To get the concert year rolling, I wanted to introduce a few of the composers whose works will be performed on our September concert. First up is Cole Ingraham, a currently a second-year DMA composer, whose piece ‘Lattice’ is written for saxophone and electronics. Cole is exploring Lou Harrison’s ‘free-style Just Intonation’ in the piece, which the composer tells me in layman’s terms means “music where notes are all tuned to pure intervals based on their neighboring tones rather than a fixed central pitch.” That can also translate to "only using pitches whose frequencies are multiples of all prime numbers less than or equal to thirteen”. Perhaps another translation: Just Intonation can more easily be heard than explained.
I really like to know what challenges composers, and especially about their working processes. In almost all concerts, the audience is presented with a glossy, finished work, not knowing the back story of how the piece was completed, or changes that occurred along the way. Sometimes that’s for the best; who wants to see all of the frustrations we went through along the way to arrive at this point? But sometimes insight into working process can be enlightening. For Ingraham, a challenging part of working on ‘Lattice’ has been
“trying to find ways to use the tuning system in ways that are both interesting and not too difficult for the non-computer performer. In my case, to play a fast passage involving precise complex tuning is easy, as I created a software instrument designed specifically for this task. For the sax, however this is a lot to ask for in isolation but when playing along with the computer you are able to tune by ear in relation to it, which makes it possible (albeit still very difficult).”

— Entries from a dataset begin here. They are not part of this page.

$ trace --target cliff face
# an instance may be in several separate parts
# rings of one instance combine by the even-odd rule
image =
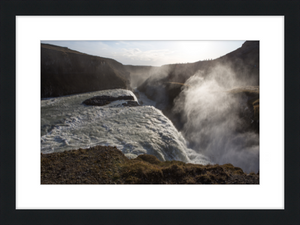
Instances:
[[[129,88],[129,72],[115,60],[41,45],[41,97]]]

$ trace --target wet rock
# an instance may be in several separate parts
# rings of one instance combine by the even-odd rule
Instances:
[[[127,101],[127,103],[123,103],[122,105],[128,107],[140,106],[139,103],[137,103],[136,101]]]
[[[134,100],[133,96],[118,96],[118,97],[112,97],[112,96],[107,96],[107,95],[102,95],[102,96],[95,96],[92,98],[89,98],[82,103],[85,105],[96,105],[96,106],[104,106],[108,105],[109,103],[113,101],[118,101],[118,100]]]

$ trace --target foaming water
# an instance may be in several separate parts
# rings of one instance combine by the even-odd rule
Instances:
[[[105,106],[82,104],[99,95],[133,96],[138,101],[131,91],[122,89],[42,100],[42,153],[102,145],[116,146],[128,158],[147,153],[160,160],[211,163],[189,149],[172,122],[153,106],[124,107],[122,100]]]

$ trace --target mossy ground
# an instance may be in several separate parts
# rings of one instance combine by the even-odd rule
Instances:
[[[115,147],[41,154],[41,184],[258,184],[259,175],[231,164],[128,159]]]

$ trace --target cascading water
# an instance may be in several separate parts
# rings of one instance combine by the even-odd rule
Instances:
[[[116,146],[128,158],[152,154],[160,160],[211,163],[187,143],[172,122],[147,100],[144,105],[124,107],[124,100],[105,106],[82,104],[93,96],[136,96],[129,90],[115,89],[41,101],[41,151],[61,152],[96,145]],[[149,105],[145,105],[145,103]]]

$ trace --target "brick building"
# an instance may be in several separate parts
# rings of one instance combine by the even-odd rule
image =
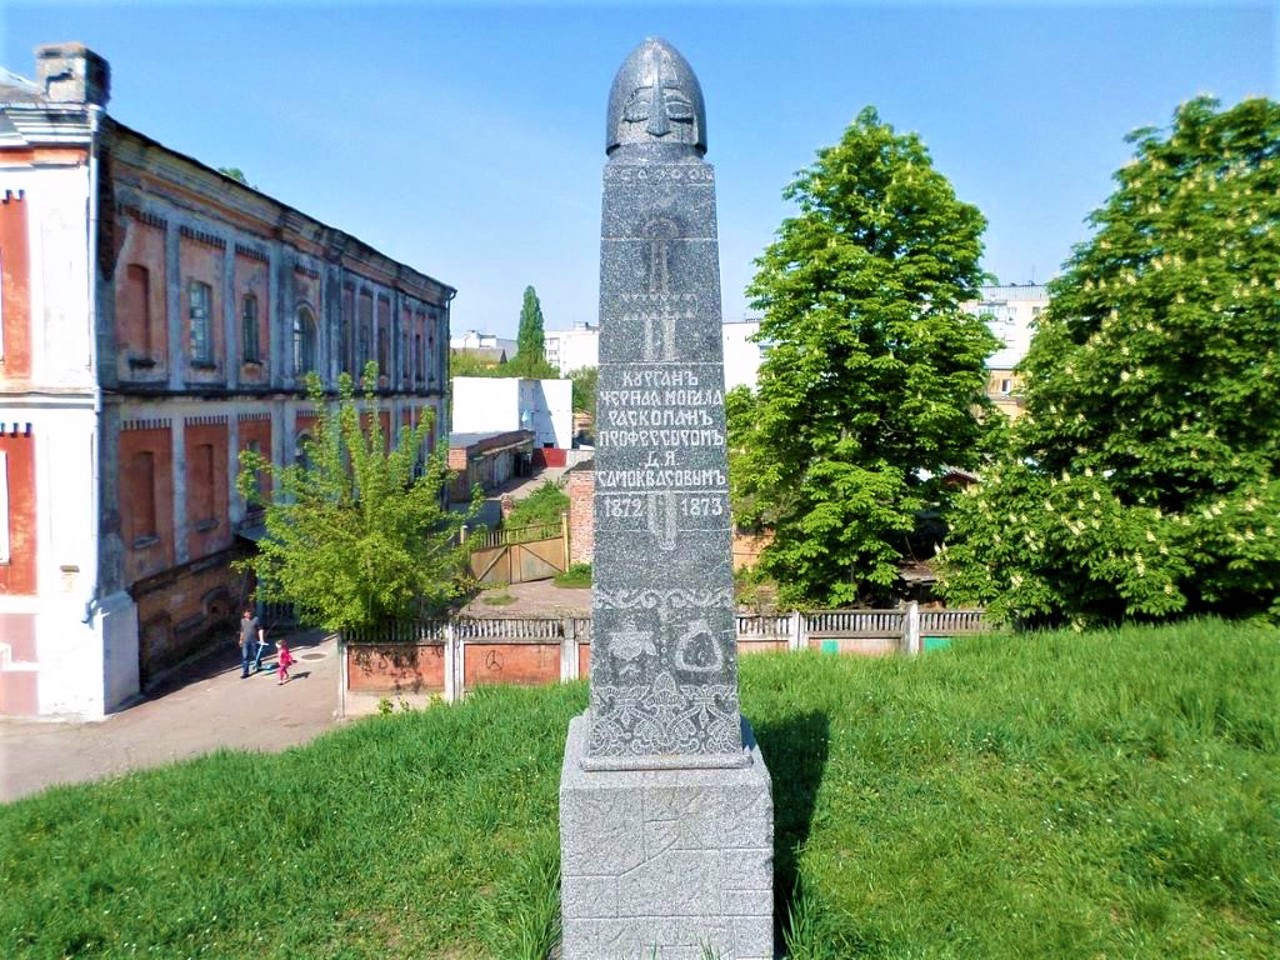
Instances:
[[[596,464],[584,460],[565,473],[569,497],[569,562],[591,563],[596,553]]]
[[[447,424],[455,291],[106,112],[109,68],[0,70],[0,715],[102,715],[232,636],[242,450],[367,360]],[[432,437],[434,443],[435,437]]]

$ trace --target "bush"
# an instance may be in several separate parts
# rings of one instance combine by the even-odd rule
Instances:
[[[575,563],[555,579],[557,587],[589,587],[591,586],[591,564]]]
[[[548,480],[537,490],[516,502],[515,509],[502,521],[505,527],[526,527],[534,523],[559,523],[560,514],[569,509],[569,495],[554,481]]]

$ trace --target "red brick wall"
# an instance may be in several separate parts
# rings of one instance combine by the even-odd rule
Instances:
[[[6,320],[7,320],[6,314]],[[0,563],[0,593],[36,592],[36,440],[31,434],[0,434],[9,491],[9,562]],[[0,640],[6,639],[0,636]]]
[[[560,679],[558,643],[468,643],[462,683],[468,690],[486,683],[535,686]]]
[[[568,451],[559,447],[534,447],[533,465],[539,470],[547,467],[563,467],[568,460]]]
[[[590,563],[595,556],[596,518],[593,498],[594,470],[579,467],[569,471],[565,492],[569,495],[569,562]]]
[[[228,516],[230,487],[227,479],[227,425],[188,424],[185,431],[187,458],[187,556],[192,560],[231,546],[231,519]],[[212,477],[206,475],[201,448],[213,455]],[[270,447],[267,448],[268,450]],[[212,481],[212,486],[210,482]]]
[[[138,603],[138,666],[146,684],[183,658],[235,640],[246,580],[231,569],[227,551],[202,569],[185,567],[135,584]]]
[[[143,577],[159,573],[173,566],[173,443],[168,427],[151,430],[120,431],[120,536],[124,541],[125,583],[131,584]],[[137,486],[134,476],[134,455],[150,453],[154,466],[155,486],[151,495]],[[155,506],[155,534],[157,539],[139,541],[148,531],[140,527],[143,504],[151,498]],[[137,541],[137,542],[135,542]]]
[[[22,193],[0,196],[0,297],[4,355],[0,380],[31,376],[31,267],[27,253],[27,203]]]
[[[443,693],[444,644],[348,647],[347,689],[372,693]]]

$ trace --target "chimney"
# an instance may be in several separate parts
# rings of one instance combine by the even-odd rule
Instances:
[[[36,84],[53,103],[92,103],[111,99],[111,66],[83,43],[36,47]]]

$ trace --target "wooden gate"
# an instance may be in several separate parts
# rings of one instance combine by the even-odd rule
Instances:
[[[564,523],[492,530],[471,553],[471,574],[481,583],[550,580],[569,566]]]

Ingraham is playing the laptop during the performance, but the saxophone part will be performed by a phenomenal player known for his talents in premiering new and experimental works for sax, Michael Straus (http://mstraus.net/). Intimidatingly talented, Michael hales from Peabody and is currently pursuing a Ph.D. in Experimental Music and Digital Media from Louisiana State.

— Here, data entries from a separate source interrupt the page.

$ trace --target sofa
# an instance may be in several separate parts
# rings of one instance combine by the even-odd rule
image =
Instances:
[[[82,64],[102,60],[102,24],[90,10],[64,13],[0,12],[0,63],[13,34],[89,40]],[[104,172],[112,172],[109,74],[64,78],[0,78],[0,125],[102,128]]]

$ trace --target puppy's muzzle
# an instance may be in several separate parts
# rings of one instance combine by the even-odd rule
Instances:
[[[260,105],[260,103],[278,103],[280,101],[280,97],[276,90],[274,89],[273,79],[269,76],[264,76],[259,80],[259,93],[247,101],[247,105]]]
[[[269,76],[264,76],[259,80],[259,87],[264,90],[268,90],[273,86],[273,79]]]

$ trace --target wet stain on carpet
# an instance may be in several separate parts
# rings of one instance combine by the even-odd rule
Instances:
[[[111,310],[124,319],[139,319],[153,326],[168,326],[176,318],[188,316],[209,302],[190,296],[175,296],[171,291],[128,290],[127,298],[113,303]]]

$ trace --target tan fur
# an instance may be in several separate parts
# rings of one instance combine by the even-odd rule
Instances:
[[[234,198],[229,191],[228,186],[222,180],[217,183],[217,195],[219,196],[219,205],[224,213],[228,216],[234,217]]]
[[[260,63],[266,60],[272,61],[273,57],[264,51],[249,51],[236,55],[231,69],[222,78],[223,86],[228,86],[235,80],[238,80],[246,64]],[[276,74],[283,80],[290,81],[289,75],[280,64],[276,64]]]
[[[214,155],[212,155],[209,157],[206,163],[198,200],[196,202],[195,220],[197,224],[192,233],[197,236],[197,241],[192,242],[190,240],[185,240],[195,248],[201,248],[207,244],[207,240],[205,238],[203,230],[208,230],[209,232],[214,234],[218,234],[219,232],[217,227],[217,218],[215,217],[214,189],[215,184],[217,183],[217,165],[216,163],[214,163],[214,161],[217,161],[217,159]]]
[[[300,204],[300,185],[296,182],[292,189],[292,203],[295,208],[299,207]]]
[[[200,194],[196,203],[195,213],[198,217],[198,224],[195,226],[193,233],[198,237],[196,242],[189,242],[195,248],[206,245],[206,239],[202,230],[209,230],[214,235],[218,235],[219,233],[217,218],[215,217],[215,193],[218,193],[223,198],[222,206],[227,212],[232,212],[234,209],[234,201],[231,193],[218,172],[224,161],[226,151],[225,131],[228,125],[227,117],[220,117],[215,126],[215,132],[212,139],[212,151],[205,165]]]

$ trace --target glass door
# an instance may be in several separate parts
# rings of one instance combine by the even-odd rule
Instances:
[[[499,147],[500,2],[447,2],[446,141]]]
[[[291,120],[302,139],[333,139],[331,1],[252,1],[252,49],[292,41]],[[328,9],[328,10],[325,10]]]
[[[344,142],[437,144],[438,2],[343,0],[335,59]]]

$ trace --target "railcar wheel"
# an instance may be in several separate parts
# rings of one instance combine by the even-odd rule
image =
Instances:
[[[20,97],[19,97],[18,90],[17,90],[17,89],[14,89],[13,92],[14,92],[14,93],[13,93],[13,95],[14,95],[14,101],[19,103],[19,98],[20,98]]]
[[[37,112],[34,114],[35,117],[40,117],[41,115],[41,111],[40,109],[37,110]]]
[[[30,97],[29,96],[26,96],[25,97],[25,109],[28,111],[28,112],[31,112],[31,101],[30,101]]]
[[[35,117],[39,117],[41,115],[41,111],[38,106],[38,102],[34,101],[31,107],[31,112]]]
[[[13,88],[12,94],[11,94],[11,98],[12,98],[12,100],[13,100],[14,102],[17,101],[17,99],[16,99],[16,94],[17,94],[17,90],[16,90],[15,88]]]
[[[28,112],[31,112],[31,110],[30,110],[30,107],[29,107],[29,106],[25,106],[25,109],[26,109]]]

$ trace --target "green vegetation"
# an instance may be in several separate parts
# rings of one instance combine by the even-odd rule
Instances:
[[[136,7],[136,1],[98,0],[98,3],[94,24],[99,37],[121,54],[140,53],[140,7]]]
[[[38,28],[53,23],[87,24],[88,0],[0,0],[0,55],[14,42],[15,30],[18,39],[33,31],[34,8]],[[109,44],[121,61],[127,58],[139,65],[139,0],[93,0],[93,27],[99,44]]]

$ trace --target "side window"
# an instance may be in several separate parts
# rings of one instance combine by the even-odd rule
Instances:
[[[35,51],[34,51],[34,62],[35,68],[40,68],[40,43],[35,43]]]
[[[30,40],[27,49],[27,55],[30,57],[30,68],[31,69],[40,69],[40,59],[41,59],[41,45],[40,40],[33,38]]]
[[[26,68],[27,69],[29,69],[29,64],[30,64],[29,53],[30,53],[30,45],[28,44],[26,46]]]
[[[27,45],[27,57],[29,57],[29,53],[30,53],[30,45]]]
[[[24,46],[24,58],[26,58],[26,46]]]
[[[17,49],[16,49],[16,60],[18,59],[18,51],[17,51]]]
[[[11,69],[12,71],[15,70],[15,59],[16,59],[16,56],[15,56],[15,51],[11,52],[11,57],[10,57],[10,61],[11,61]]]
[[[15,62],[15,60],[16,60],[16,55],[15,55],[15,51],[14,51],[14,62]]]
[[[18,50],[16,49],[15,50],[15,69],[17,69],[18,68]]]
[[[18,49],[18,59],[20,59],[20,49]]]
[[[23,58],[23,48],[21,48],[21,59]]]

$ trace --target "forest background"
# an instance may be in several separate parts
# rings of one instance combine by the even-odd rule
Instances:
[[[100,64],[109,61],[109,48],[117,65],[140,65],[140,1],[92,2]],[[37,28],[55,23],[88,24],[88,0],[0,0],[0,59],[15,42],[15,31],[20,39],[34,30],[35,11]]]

(Above, Michael Straus, from his website.)
Ingraham senses that writing ‘Lattice’ is part of a larger grand plan of learning and creating. CU’s College of Music seems to have a sense of support for explorations that other music programs may shy away from. Cole’s ideas in ‘Lattice’ are one step for him to explore more ideas of alternate tuning systems; he writes:
“when I first got introduced to [alternate tunings] during my masters at Mills College, it fascinated me, but I had no idea how to think outside the usual twelve notes. Gradually after researching what others working in this system had done, and through plenty of my own experiments, I grew more and more comfortable with it and decided that this was a direction I wanted to keep moving in…I continue to look for new and better ways to explore alternate tunings and try to present them in a way that conveys these sometimes difficult ideas in a concise and performable way.”
What better way to hear (and be rewarded by) all your laborious efforts than to witness them live on stage.
Pendulum’s first concert of the ‘11-12 school year will be next Wednesday, September 28th, at 7:30 in Grusin Music Hall.